Le 20/12/2017 à 23:15, teor a écrit :
On 21 Dec 2017, at 08:51, teor teor2345@gmail.com wrote:
- Why didn't we see this abuse wave coming ? We kept replying to reporters of the dreaded "Failing because we have XXX connections already. Please read doc/TUNING for guidance" about how they could amend their config to accept more connections. Although the 'global scale' of those events should have been detected, without most of use assuming it was due to nodes' bad config.
Load spikes are normal, particularly with the HSDir flag, because HSDir usage is not bandwidth-weighted.
Allowing more connections *is* the right thing to do with this attack, if your OS has the resources.

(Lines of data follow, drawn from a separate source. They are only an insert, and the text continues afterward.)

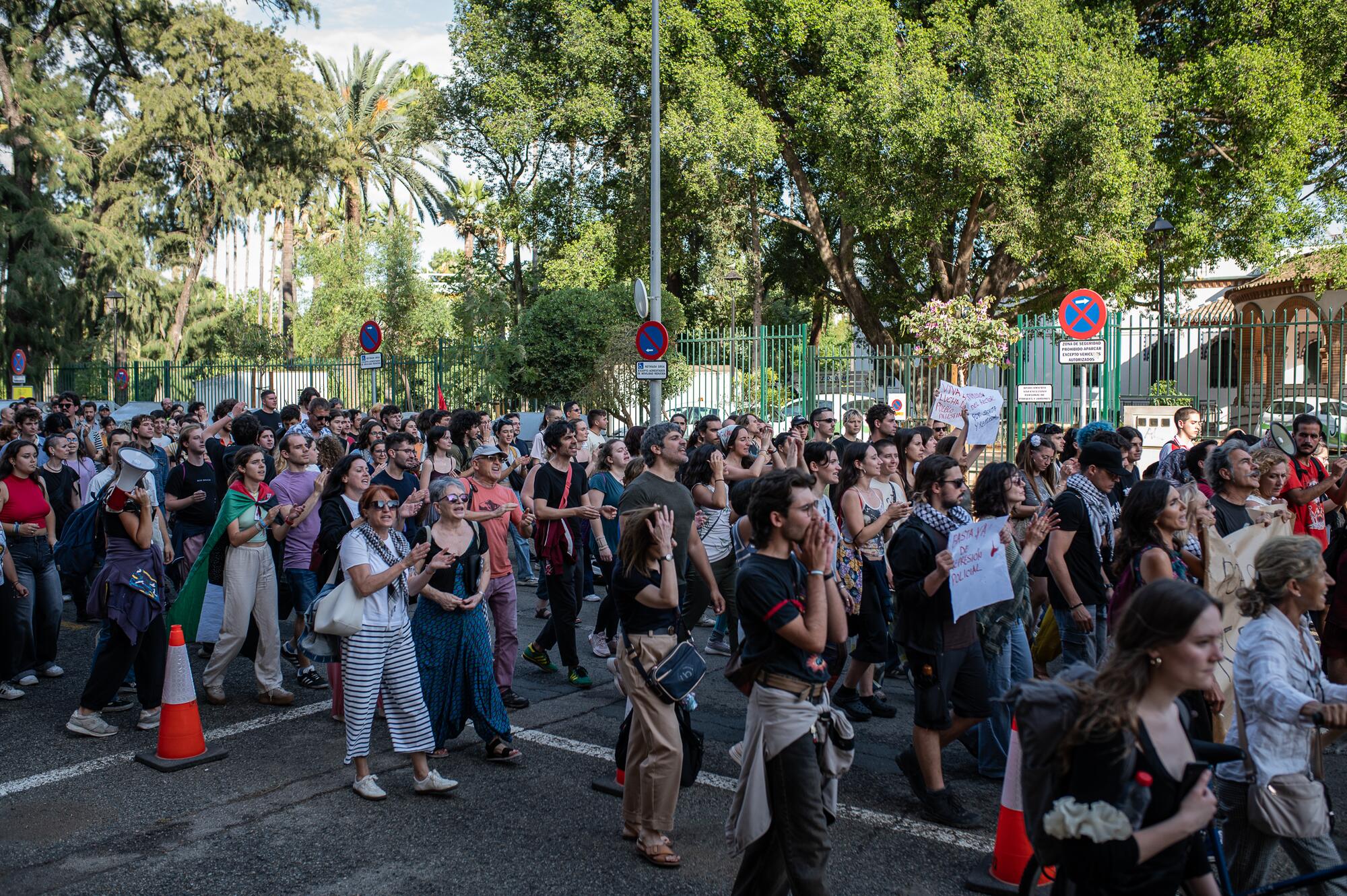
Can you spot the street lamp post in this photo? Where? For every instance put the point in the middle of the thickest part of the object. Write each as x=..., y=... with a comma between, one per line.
x=1160, y=228
x=657, y=386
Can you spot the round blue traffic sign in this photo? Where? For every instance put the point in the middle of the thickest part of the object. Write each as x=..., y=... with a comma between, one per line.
x=371, y=335
x=653, y=341
x=1084, y=314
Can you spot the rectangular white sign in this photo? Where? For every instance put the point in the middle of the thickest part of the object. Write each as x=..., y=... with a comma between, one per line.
x=1034, y=393
x=1084, y=351
x=653, y=369
x=980, y=574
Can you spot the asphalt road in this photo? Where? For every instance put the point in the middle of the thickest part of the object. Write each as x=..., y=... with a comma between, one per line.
x=77, y=816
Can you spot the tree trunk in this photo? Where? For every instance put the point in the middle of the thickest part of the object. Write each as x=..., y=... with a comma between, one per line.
x=189, y=281
x=288, y=281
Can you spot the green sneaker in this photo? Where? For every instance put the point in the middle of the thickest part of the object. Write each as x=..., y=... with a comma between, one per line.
x=539, y=658
x=580, y=679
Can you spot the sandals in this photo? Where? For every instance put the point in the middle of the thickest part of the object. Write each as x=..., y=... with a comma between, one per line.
x=499, y=751
x=659, y=854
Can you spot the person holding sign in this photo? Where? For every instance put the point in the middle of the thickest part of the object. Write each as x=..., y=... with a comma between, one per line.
x=864, y=580
x=949, y=673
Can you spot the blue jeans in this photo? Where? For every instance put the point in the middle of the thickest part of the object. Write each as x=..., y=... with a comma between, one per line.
x=1008, y=668
x=1080, y=646
x=523, y=567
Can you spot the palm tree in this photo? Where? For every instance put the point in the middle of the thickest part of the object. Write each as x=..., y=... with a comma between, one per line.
x=375, y=145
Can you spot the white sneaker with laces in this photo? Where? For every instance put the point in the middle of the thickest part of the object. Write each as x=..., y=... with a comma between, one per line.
x=599, y=645
x=94, y=726
x=433, y=784
x=368, y=789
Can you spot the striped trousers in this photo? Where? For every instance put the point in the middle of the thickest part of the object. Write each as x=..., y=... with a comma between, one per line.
x=385, y=658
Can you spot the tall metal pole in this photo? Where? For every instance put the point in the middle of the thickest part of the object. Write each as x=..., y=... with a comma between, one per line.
x=657, y=386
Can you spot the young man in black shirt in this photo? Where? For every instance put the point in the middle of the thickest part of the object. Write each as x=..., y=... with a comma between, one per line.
x=560, y=486
x=949, y=673
x=1081, y=551
x=791, y=610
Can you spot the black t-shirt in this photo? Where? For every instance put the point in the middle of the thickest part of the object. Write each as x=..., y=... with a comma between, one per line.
x=405, y=487
x=770, y=595
x=1229, y=517
x=188, y=479
x=59, y=491
x=635, y=615
x=269, y=421
x=1082, y=557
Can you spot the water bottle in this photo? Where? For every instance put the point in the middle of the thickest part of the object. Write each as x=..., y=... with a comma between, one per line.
x=1138, y=798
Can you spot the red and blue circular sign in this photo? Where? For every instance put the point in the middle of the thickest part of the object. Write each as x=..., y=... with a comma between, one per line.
x=371, y=337
x=653, y=341
x=1084, y=314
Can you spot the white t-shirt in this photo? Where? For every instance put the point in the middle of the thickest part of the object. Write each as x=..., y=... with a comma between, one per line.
x=381, y=613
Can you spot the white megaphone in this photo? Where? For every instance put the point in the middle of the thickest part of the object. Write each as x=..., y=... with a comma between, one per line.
x=135, y=464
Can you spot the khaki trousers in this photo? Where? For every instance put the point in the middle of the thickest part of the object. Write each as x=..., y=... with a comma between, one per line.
x=250, y=592
x=654, y=747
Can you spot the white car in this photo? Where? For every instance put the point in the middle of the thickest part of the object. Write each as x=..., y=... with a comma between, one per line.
x=1332, y=412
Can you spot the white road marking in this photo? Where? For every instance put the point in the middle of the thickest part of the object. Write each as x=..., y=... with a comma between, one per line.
x=56, y=776
x=869, y=817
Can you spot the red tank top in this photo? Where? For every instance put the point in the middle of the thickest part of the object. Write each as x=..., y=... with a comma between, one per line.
x=26, y=502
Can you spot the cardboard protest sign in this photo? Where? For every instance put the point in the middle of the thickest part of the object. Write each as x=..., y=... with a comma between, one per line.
x=980, y=574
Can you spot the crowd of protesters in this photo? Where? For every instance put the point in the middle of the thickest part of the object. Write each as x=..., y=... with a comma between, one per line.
x=818, y=557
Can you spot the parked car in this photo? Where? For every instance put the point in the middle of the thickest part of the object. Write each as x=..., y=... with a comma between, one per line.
x=1332, y=412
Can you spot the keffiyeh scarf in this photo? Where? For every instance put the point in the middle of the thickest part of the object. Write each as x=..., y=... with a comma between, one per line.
x=944, y=524
x=1100, y=510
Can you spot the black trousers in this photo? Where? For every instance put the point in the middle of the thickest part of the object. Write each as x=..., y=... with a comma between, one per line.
x=793, y=856
x=562, y=595
x=149, y=656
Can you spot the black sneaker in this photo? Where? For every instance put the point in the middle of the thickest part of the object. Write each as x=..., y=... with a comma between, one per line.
x=879, y=708
x=118, y=704
x=911, y=769
x=942, y=808
x=513, y=700
x=849, y=701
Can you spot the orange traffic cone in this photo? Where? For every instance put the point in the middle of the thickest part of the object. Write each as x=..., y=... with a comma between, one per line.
x=181, y=740
x=1012, y=852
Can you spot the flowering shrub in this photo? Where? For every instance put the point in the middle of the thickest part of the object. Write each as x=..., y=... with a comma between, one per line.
x=961, y=333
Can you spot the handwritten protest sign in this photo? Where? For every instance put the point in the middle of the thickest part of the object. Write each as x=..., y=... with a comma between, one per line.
x=949, y=404
x=984, y=415
x=980, y=574
x=1230, y=567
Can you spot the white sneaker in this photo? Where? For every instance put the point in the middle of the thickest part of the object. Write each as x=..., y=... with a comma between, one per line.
x=433, y=784
x=94, y=726
x=368, y=789
x=599, y=645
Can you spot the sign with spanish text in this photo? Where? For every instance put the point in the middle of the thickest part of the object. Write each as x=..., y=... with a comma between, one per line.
x=980, y=574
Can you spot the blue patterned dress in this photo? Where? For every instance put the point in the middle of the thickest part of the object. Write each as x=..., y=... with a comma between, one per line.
x=455, y=658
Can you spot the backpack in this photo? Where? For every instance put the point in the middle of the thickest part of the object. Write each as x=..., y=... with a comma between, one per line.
x=80, y=545
x=1045, y=712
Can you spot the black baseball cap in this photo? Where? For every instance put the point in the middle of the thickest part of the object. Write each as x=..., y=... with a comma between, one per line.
x=1104, y=456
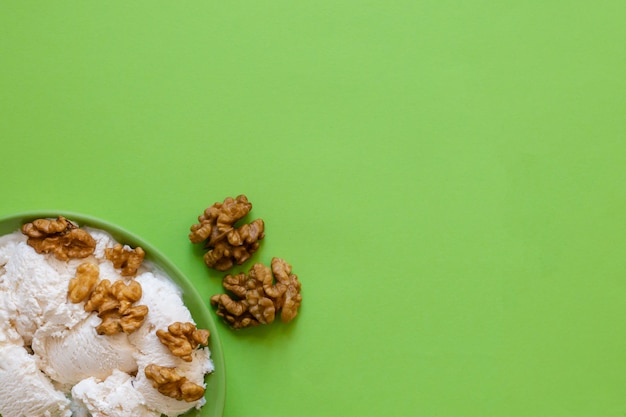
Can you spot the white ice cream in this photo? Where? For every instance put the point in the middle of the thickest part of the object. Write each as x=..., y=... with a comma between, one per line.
x=52, y=361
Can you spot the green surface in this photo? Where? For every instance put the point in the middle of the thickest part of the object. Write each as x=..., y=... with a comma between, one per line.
x=447, y=179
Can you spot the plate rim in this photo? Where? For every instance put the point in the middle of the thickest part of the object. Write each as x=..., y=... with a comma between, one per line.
x=153, y=254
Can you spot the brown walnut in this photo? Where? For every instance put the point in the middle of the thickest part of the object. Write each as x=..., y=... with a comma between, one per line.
x=171, y=384
x=84, y=283
x=227, y=245
x=182, y=338
x=257, y=298
x=125, y=258
x=60, y=237
x=114, y=304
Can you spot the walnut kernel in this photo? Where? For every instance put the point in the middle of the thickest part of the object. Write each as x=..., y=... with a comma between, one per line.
x=182, y=338
x=171, y=384
x=226, y=244
x=126, y=258
x=114, y=304
x=60, y=237
x=84, y=283
x=259, y=298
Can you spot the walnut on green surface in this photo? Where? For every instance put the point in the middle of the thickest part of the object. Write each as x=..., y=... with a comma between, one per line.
x=171, y=384
x=227, y=245
x=183, y=338
x=114, y=305
x=60, y=237
x=125, y=258
x=259, y=295
x=81, y=286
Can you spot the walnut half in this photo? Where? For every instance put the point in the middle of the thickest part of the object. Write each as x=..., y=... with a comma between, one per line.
x=182, y=338
x=171, y=384
x=84, y=283
x=60, y=237
x=114, y=304
x=257, y=297
x=227, y=245
x=126, y=258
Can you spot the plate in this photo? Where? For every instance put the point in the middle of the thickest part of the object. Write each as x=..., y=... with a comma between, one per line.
x=216, y=382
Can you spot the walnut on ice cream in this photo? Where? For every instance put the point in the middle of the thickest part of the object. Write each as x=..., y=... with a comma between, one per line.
x=182, y=338
x=114, y=305
x=60, y=237
x=227, y=245
x=171, y=384
x=125, y=258
x=84, y=283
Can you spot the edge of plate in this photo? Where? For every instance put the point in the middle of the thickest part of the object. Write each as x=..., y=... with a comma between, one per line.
x=190, y=294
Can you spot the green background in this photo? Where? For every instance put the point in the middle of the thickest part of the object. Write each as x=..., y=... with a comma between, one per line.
x=446, y=178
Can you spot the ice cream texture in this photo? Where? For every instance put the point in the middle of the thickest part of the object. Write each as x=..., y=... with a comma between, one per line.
x=53, y=363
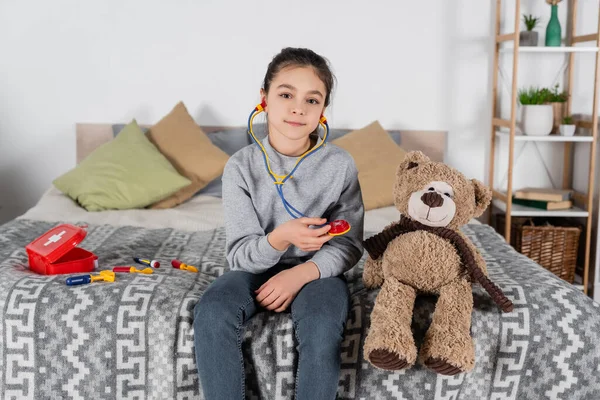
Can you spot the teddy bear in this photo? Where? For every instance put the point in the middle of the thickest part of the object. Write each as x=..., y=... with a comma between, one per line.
x=426, y=253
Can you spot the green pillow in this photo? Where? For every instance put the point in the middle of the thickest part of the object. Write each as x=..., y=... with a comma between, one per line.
x=127, y=172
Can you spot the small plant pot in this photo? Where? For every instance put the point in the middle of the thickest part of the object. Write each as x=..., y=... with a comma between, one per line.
x=528, y=38
x=537, y=119
x=567, y=130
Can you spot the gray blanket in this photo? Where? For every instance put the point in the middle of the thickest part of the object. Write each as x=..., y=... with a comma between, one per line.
x=134, y=339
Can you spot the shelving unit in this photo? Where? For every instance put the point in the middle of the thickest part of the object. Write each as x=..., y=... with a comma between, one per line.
x=506, y=128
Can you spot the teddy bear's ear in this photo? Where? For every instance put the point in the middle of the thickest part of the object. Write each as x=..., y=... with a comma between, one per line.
x=411, y=160
x=483, y=197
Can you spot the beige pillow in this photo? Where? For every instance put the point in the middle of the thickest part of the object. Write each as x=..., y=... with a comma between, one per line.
x=191, y=152
x=376, y=156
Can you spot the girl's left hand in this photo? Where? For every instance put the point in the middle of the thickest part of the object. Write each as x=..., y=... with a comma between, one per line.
x=277, y=293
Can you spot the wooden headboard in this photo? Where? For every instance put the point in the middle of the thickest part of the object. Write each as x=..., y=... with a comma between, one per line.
x=433, y=143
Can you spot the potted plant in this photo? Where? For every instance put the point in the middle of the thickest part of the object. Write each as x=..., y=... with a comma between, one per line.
x=537, y=113
x=557, y=100
x=553, y=30
x=529, y=37
x=567, y=127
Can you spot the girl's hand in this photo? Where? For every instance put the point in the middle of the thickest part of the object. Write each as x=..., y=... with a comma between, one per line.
x=277, y=293
x=298, y=233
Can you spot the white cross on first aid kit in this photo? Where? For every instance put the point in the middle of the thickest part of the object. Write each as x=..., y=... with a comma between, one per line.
x=54, y=238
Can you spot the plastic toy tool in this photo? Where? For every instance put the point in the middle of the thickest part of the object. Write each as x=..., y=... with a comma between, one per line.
x=179, y=265
x=132, y=269
x=339, y=227
x=107, y=276
x=145, y=261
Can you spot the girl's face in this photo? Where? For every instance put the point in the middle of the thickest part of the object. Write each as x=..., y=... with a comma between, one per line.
x=295, y=102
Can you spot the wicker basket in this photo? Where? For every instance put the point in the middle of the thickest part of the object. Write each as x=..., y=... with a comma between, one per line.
x=554, y=246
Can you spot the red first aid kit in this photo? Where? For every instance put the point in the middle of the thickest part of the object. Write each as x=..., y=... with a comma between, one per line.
x=56, y=252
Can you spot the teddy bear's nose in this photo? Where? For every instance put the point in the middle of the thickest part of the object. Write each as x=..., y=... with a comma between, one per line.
x=432, y=199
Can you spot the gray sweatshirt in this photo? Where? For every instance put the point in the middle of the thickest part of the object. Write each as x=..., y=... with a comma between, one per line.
x=325, y=185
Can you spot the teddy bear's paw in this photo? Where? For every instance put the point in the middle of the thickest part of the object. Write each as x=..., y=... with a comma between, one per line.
x=442, y=366
x=448, y=354
x=388, y=360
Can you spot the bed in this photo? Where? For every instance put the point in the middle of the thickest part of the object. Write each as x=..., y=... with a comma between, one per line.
x=134, y=338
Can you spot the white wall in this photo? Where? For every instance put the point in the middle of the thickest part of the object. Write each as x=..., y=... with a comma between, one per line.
x=421, y=65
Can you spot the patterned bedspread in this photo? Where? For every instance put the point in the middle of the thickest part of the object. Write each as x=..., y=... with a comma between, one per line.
x=134, y=339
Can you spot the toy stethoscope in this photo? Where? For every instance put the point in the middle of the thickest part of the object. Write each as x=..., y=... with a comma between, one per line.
x=338, y=227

Several of my relays never went down, because they were over-provisioned with RAM and CPU.
Others only went down temporarily, during the most intense phases. (And then their excessive bandwidth weight was redistributed, and they have been coping well.)
If you don't have the resources to handle that many connections, then limiting connections is the right thing to do. If you can't do it using tor, then a firewall is the way to go.
This has been put in place and relay is now able to sustain the still ongoing flood.
(There are some bugs in Tor that make the attack more effective than it should be. We're working on fixing them.)
To mitigate this attack, we recommend setting MaxMemInQueues to the amount of RAM you have available per tor instance (or maybe a few hundred MB less).
Tor estimates it, but the estimate isn't very good.
This has been added about 12 hours ago (and relay SIGHUPed) and I still cannot see any trace of circuit OOM kills in relay logs.
And the 2 most recent heartbeat reports show a 'normal' circuit count
Thanks for all the fish :)